I am new to python programming and struggling with a problem I would like help with. I have multiple text files that I would like to join using the first column in each file to serve as the key to align the files. Each file could be several hundred lines long. The files SHOULD have the same number of lines. The first line in each file can be omitted in the output file. The may be extra text (Possible superstructure of XX) in one or both files which can be omitted.
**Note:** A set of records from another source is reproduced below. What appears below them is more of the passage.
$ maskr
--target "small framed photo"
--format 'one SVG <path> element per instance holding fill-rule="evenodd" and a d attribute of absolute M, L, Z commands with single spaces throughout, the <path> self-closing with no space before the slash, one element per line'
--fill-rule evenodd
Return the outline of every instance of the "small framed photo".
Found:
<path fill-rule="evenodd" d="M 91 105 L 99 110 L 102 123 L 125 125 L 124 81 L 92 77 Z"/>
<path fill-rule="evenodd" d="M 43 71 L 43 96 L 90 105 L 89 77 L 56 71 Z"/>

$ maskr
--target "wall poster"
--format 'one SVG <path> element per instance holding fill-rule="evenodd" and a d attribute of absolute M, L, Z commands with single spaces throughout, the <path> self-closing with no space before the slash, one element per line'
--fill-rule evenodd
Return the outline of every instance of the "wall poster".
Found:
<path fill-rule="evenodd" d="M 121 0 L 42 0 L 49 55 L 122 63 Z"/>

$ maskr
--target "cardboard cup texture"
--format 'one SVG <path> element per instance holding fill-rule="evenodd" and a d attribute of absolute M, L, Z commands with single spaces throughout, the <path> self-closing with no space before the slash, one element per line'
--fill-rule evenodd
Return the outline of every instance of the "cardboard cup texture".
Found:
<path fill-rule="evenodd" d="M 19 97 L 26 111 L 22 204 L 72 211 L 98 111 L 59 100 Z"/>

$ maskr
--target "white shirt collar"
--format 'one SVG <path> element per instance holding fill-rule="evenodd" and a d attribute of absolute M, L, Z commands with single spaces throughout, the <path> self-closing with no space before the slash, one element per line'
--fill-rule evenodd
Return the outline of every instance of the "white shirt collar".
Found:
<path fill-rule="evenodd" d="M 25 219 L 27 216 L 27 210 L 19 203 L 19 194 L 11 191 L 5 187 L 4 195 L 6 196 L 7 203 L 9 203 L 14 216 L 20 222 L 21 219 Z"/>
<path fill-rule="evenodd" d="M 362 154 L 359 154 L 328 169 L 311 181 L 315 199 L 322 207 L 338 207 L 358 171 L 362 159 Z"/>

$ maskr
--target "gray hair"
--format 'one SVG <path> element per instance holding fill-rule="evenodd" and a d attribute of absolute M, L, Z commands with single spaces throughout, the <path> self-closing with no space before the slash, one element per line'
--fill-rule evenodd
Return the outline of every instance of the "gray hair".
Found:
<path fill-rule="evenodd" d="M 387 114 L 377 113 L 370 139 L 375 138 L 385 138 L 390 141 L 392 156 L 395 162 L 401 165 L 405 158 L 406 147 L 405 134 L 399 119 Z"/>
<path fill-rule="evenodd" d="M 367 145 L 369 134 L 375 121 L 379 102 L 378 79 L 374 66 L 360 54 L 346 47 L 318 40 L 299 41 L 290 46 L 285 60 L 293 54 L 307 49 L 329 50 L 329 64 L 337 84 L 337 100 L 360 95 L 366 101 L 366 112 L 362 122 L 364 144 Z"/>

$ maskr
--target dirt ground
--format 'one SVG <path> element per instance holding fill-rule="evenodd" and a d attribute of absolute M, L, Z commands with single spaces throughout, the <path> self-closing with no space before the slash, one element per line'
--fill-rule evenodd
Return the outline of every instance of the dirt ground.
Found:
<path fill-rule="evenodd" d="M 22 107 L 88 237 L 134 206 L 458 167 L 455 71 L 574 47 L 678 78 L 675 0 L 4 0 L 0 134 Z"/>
The first character in the first column can be dropped as well.
File 1 looks like
>SU
>PD-98059 PD-98059 Tanimoto from SU = 0.129213
>BML-265 BML-265 Tanimoto from SU = 0.163743
>BML-257 BML-257 Tanimoto from SU = 0.156627
>SU 4312 SU 4312 Tanimoto from SU = 1
Possible superstructure of SU
>AG-370 AG-370 Tanimoto from SU = 0.264286
>AG-490 AG-490 Tanimoto from SU = 0.347826
File 2 looks like
>GF
>PD-98059 PD-98059 Tanimoto from GF = 0.118483
>BML-265 BML-265 Tanimoto from GF = 0.164179
>BML-257 BML-257 Tanimoto from GF = 0.213904
>SU 4312 SU 4312 Tanimoto from GF = 0.436364
>AG-370 AG-370 Tanimoto from GF = 0.284848
>AG-490 AG-490 Tanimoto from GF = 0.307692
The output file including headers would look like
ID SU GF
PD-98059 0.129213 0.118483
BML-265 0.163743 0.164179
BML-257 0.156627 0.213904
SU 4312 1 0.436364
AG-370 0.264286 0.284848
AG-490 0.347826 0.307692
At this point I would like to join this output file and add a third column and header. I will need to repeat this process many times building a large text file with the number of columns equal to the number of lines. I am trying to build a distance matrix for another application. I hope someone can find this a challenge and offer a solution. Any help will be appreciated.